FWD: KGB stash in unassuming fishing mecca

/ dave / arouet at winternet.com
Fri Sep 10 12:08:48 PDT 1999


More fodder for US breastbeating ("What a swell kick in the ass...") with token "vengeful scheme" - albeit with a few interesting tidbits vis-a-vis Cyrus Vance, etc.

And BTW, it's Brainerd with an "e", and they do catch a lot of fish (up) there.

--

/ dave /

(FWD)

An Intelligence Coup

Former KGB Archivist Smuggles Soviet Secrets to the West

Vasili Mitrokhin is viewed as one of the West’s most spectacular espionage finds

By John McWethy ABCNEWS.com

W A S H I N G T O N, Sept. 9 — He worked at KGB headquarters, a quiet bookworm. Now Vasili Mitrokhin is viewed as one of the West’s most spectacular espionage finds.

Mitrokhin — who worked from 1972 to 1984 in the KGB’s top-secret archives — has dumped on Western intelligence agencies six trunkloads of notes and copied archive material exposing the KGB’s espionage activities against the West during the Cold War.
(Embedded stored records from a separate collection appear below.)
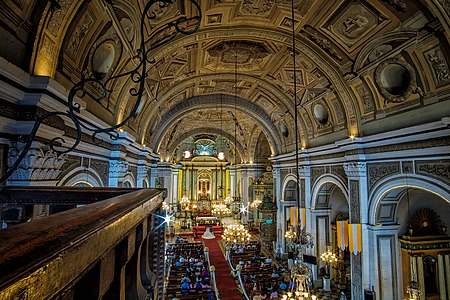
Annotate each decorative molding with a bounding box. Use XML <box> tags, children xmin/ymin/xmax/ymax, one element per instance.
<box><xmin>8</xmin><ymin>146</ymin><xmax>67</xmax><ymax>181</ymax></box>
<box><xmin>90</xmin><ymin>159</ymin><xmax>109</xmax><ymax>186</ymax></box>
<box><xmin>375</xmin><ymin>58</ymin><xmax>418</xmax><ymax>104</ymax></box>
<box><xmin>240</xmin><ymin>0</ymin><xmax>290</xmax><ymax>16</ymax></box>
<box><xmin>109</xmin><ymin>160</ymin><xmax>129</xmax><ymax>178</ymax></box>
<box><xmin>416</xmin><ymin>161</ymin><xmax>450</xmax><ymax>182</ymax></box>
<box><xmin>300</xmin><ymin>178</ymin><xmax>306</xmax><ymax>207</ymax></box>
<box><xmin>65</xmin><ymin>10</ymin><xmax>95</xmax><ymax>60</ymax></box>
<box><xmin>311</xmin><ymin>167</ymin><xmax>326</xmax><ymax>187</ymax></box>
<box><xmin>350</xmin><ymin>253</ymin><xmax>363</xmax><ymax>299</ymax></box>
<box><xmin>356</xmin><ymin>84</ymin><xmax>375</xmax><ymax>113</ymax></box>
<box><xmin>344</xmin><ymin>162</ymin><xmax>367</xmax><ymax>178</ymax></box>
<box><xmin>402</xmin><ymin>161</ymin><xmax>414</xmax><ymax>173</ymax></box>
<box><xmin>307</xmin><ymin>33</ymin><xmax>343</xmax><ymax>61</ymax></box>
<box><xmin>438</xmin><ymin>0</ymin><xmax>450</xmax><ymax>17</ymax></box>
<box><xmin>424</xmin><ymin>46</ymin><xmax>450</xmax><ymax>86</ymax></box>
<box><xmin>129</xmin><ymin>166</ymin><xmax>138</xmax><ymax>180</ymax></box>
<box><xmin>384</xmin><ymin>0</ymin><xmax>408</xmax><ymax>11</ymax></box>
<box><xmin>47</xmin><ymin>0</ymin><xmax>73</xmax><ymax>37</ymax></box>
<box><xmin>367</xmin><ymin>162</ymin><xmax>400</xmax><ymax>188</ymax></box>
<box><xmin>330</xmin><ymin>165</ymin><xmax>348</xmax><ymax>184</ymax></box>
<box><xmin>298</xmin><ymin>166</ymin><xmax>311</xmax><ymax>177</ymax></box>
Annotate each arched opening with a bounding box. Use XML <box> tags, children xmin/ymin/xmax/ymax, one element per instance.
<box><xmin>313</xmin><ymin>181</ymin><xmax>351</xmax><ymax>294</ymax></box>
<box><xmin>375</xmin><ymin>185</ymin><xmax>450</xmax><ymax>299</ymax></box>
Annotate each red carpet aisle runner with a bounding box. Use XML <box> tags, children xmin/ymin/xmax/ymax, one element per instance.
<box><xmin>202</xmin><ymin>239</ymin><xmax>242</xmax><ymax>300</ymax></box>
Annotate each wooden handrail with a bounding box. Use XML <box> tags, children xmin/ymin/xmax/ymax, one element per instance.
<box><xmin>0</xmin><ymin>187</ymin><xmax>165</xmax><ymax>299</ymax></box>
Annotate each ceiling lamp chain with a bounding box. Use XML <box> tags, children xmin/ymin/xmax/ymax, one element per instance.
<box><xmin>283</xmin><ymin>0</ymin><xmax>317</xmax><ymax>299</ymax></box>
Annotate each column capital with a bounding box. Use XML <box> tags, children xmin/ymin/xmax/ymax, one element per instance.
<box><xmin>344</xmin><ymin>162</ymin><xmax>367</xmax><ymax>178</ymax></box>
<box><xmin>8</xmin><ymin>143</ymin><xmax>68</xmax><ymax>183</ymax></box>
<box><xmin>109</xmin><ymin>160</ymin><xmax>129</xmax><ymax>178</ymax></box>
<box><xmin>298</xmin><ymin>166</ymin><xmax>311</xmax><ymax>177</ymax></box>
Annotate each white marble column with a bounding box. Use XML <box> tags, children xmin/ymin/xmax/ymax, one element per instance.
<box><xmin>444</xmin><ymin>254</ymin><xmax>450</xmax><ymax>297</ymax></box>
<box><xmin>344</xmin><ymin>162</ymin><xmax>374</xmax><ymax>299</ymax></box>
<box><xmin>272</xmin><ymin>168</ymin><xmax>285</xmax><ymax>253</ymax></box>
<box><xmin>298</xmin><ymin>166</ymin><xmax>316</xmax><ymax>255</ymax></box>
<box><xmin>230</xmin><ymin>165</ymin><xmax>237</xmax><ymax>197</ymax></box>
<box><xmin>149</xmin><ymin>162</ymin><xmax>158</xmax><ymax>189</ymax></box>
<box><xmin>416</xmin><ymin>255</ymin><xmax>425</xmax><ymax>299</ymax></box>
<box><xmin>169</xmin><ymin>165</ymin><xmax>182</xmax><ymax>210</ymax></box>
<box><xmin>438</xmin><ymin>254</ymin><xmax>448</xmax><ymax>299</ymax></box>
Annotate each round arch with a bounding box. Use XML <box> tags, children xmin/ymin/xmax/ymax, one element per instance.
<box><xmin>281</xmin><ymin>174</ymin><xmax>298</xmax><ymax>201</ymax></box>
<box><xmin>368</xmin><ymin>174</ymin><xmax>450</xmax><ymax>225</ymax></box>
<box><xmin>152</xmin><ymin>95</ymin><xmax>282</xmax><ymax>154</ymax></box>
<box><xmin>122</xmin><ymin>173</ymin><xmax>136</xmax><ymax>188</ymax></box>
<box><xmin>167</xmin><ymin>127</ymin><xmax>248</xmax><ymax>160</ymax></box>
<box><xmin>309</xmin><ymin>174</ymin><xmax>350</xmax><ymax>209</ymax></box>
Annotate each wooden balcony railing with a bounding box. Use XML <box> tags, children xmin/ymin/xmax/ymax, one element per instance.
<box><xmin>0</xmin><ymin>187</ymin><xmax>166</xmax><ymax>300</ymax></box>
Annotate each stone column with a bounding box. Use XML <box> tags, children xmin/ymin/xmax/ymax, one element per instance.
<box><xmin>272</xmin><ymin>167</ymin><xmax>285</xmax><ymax>253</ymax></box>
<box><xmin>344</xmin><ymin>162</ymin><xmax>371</xmax><ymax>299</ymax></box>
<box><xmin>157</xmin><ymin>162</ymin><xmax>174</xmax><ymax>206</ymax></box>
<box><xmin>136</xmin><ymin>160</ymin><xmax>149</xmax><ymax>188</ymax></box>
<box><xmin>298</xmin><ymin>166</ymin><xmax>316</xmax><ymax>255</ymax></box>
<box><xmin>416</xmin><ymin>255</ymin><xmax>425</xmax><ymax>299</ymax></box>
<box><xmin>169</xmin><ymin>165</ymin><xmax>183</xmax><ymax>210</ymax></box>
<box><xmin>109</xmin><ymin>159</ymin><xmax>129</xmax><ymax>187</ymax></box>
<box><xmin>444</xmin><ymin>254</ymin><xmax>450</xmax><ymax>297</ymax></box>
<box><xmin>148</xmin><ymin>161</ymin><xmax>158</xmax><ymax>189</ymax></box>
<box><xmin>438</xmin><ymin>254</ymin><xmax>448</xmax><ymax>299</ymax></box>
<box><xmin>230</xmin><ymin>165</ymin><xmax>237</xmax><ymax>197</ymax></box>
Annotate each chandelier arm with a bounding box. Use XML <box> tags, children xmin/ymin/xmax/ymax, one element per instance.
<box><xmin>0</xmin><ymin>0</ymin><xmax>202</xmax><ymax>183</ymax></box>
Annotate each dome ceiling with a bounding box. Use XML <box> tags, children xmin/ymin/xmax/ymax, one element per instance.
<box><xmin>24</xmin><ymin>0</ymin><xmax>446</xmax><ymax>161</ymax></box>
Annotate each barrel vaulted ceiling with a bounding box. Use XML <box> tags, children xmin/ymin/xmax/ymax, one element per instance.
<box><xmin>5</xmin><ymin>0</ymin><xmax>450</xmax><ymax>162</ymax></box>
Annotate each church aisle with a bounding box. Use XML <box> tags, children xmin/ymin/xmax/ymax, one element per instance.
<box><xmin>203</xmin><ymin>239</ymin><xmax>242</xmax><ymax>300</ymax></box>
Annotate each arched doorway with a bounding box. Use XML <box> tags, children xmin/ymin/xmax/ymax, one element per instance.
<box><xmin>312</xmin><ymin>179</ymin><xmax>351</xmax><ymax>291</ymax></box>
<box><xmin>371</xmin><ymin>182</ymin><xmax>450</xmax><ymax>299</ymax></box>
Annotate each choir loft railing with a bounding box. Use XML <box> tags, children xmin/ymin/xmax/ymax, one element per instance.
<box><xmin>0</xmin><ymin>187</ymin><xmax>166</xmax><ymax>300</ymax></box>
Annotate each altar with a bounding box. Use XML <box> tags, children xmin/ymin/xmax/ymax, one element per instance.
<box><xmin>193</xmin><ymin>217</ymin><xmax>223</xmax><ymax>237</ymax></box>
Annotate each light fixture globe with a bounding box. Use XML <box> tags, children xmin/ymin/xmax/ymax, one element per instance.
<box><xmin>217</xmin><ymin>151</ymin><xmax>225</xmax><ymax>160</ymax></box>
<box><xmin>183</xmin><ymin>150</ymin><xmax>191</xmax><ymax>159</ymax></box>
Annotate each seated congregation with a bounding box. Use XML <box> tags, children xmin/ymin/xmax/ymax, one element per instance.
<box><xmin>165</xmin><ymin>237</ymin><xmax>215</xmax><ymax>300</ymax></box>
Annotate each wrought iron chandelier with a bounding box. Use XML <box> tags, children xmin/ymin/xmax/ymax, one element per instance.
<box><xmin>0</xmin><ymin>0</ymin><xmax>202</xmax><ymax>182</ymax></box>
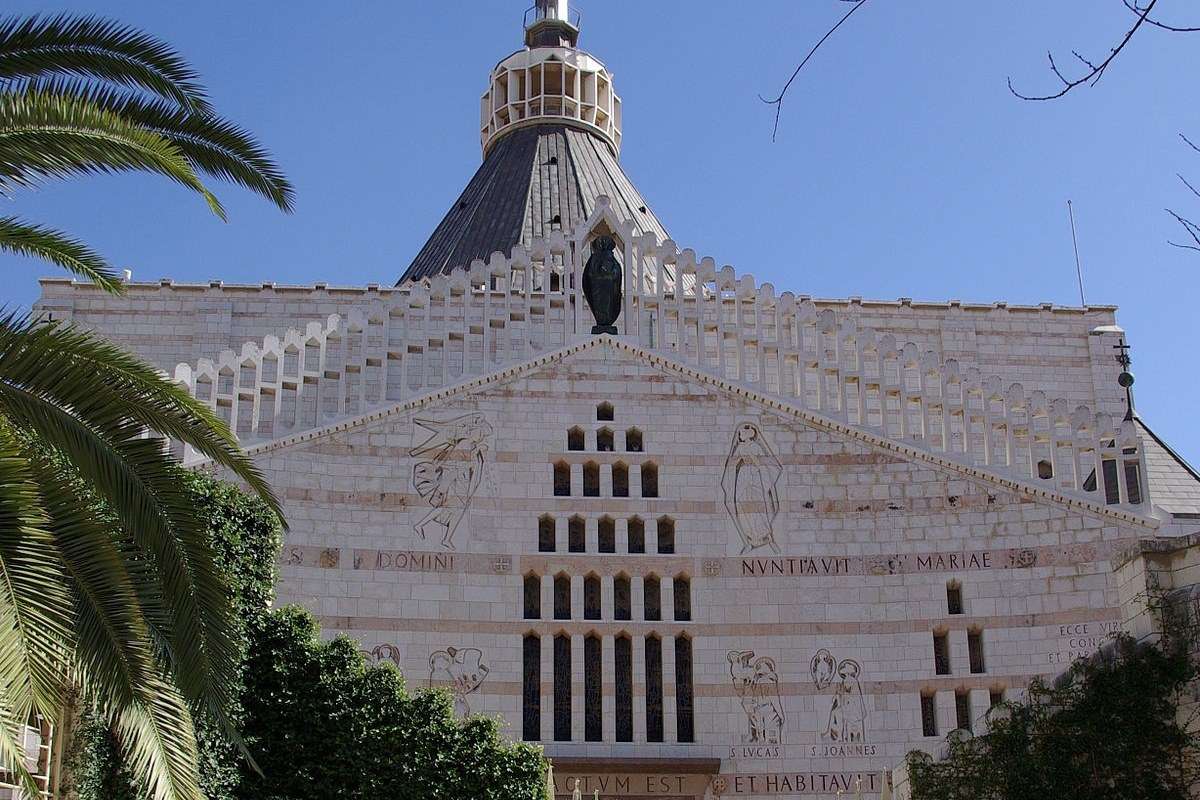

Among the startling revelations: Mitrokhin’s highly classified notes describe how the Soviet spy agency tried unsuccessfully to recruit Cyrus Vance, who later became U.S. secretary of state, and Zbigniew Brzezinski, who was President Carter’s national security adviser.

The KGB began operations against Ronald Reagan some five years before he became president, according to the material. Intelligence officials say the material in many instances either confirmed things they already suspected but couldn’t prove, or filled in missing pieces to puzzles they hadn’t solved.

“This is probably one of the most, if not the most, important defector that I’ve seen in the 20th century,” says David Major, a former FBI counterintelligence agent.

KGB Activities Detailed

Mitrokhin’s material explains how the KGB stashed weapons, radios and money in secret hiding places in the United States. U.S. law enforcement never found the stashes, believed to be located near Brainard, Minn. But Mitrokhin last year was able to lead police to similar hiding places in Switzerland. The sites were booby-trapped with explosives.

The archives also describe attempts by the KGB to discredit U.S. civil rights leaders, including Martin Luther King Jr. For instance, the KGB planted stories in the press that King was secretly working with President Lyndon Johnson and that he had sold out to the white establishment. Ironically, at the same time, the FBI was trying to discredit King by claiming he had ties to the communists.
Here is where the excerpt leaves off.